For test j=2, the observed p2 = 0.030 is greater than alpha(j) = 0.025, so we can not reject the null hypothesis. We proceed to the next test.

For test j = 1,
alpha(j) = alpha(T)/(k – j +1)
= 0.05/(3 – 1 + 1)
= 0.05 / 3
= 0.017

For test j=2, the observed p2 = 0.010 is less than alpha(j) = 0.017, so we can reject the null hypothesis.
. Anonymous said...
This comment has been removed by a blog administrator. Anonymous said...

For #1, the test should be stopped at first step because insiginicance. The 2nd test should be insignicant regardless the p value. Anonymous said...

"For #1, the test should be stopped at first step because insiginicance. The 2nd test should be insignicant regardless the p value"

^^ Not so. That would be true if a step down procedure was being used (i.e., Holm), but Hochberg is a step up procedure. In Hochberg, you start with the largest p value. If it is retained, you move to the next.
If you use a step down (like Holm) then you would start with the smallest p-value.
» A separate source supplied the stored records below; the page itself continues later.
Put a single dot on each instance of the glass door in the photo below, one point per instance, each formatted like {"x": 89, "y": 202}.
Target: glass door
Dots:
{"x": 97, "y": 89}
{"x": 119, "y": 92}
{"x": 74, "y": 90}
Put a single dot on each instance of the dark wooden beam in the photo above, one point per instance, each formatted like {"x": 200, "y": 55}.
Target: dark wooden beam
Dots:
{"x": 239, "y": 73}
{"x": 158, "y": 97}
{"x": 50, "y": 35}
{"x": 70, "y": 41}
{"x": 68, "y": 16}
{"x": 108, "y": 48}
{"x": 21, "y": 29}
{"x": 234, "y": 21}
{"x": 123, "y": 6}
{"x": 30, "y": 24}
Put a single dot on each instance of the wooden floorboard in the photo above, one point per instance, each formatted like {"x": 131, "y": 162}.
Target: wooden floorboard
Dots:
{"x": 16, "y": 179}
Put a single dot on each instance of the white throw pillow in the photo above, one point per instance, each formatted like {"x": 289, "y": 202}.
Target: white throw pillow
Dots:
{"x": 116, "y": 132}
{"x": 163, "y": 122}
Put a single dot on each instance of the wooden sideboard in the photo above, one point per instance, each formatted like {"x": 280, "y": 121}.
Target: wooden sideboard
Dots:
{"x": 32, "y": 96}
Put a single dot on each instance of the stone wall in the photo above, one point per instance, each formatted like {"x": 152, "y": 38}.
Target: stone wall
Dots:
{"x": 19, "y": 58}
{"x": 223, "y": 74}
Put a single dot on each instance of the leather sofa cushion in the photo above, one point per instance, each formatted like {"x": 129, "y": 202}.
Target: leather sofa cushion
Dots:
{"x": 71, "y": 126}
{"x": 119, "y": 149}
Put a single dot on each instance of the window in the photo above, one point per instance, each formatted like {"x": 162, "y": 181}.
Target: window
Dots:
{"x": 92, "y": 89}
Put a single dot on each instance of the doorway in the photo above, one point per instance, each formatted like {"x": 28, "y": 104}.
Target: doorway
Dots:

If you retain the null for that smallest p-value, then you know the null for all other pairwise comparisons will also be retained, so you stop at the first step.

Sharif Uddin said...

If I have two test for two doses comparing with Placebo and I want to calculate sample size for these tests -can anybody point to me how I can calculate sample size for this kind of test? Anonymous said...

I would calculate the sample size using alpha level = 0.025 to be conservative to account for two doses versus placebo.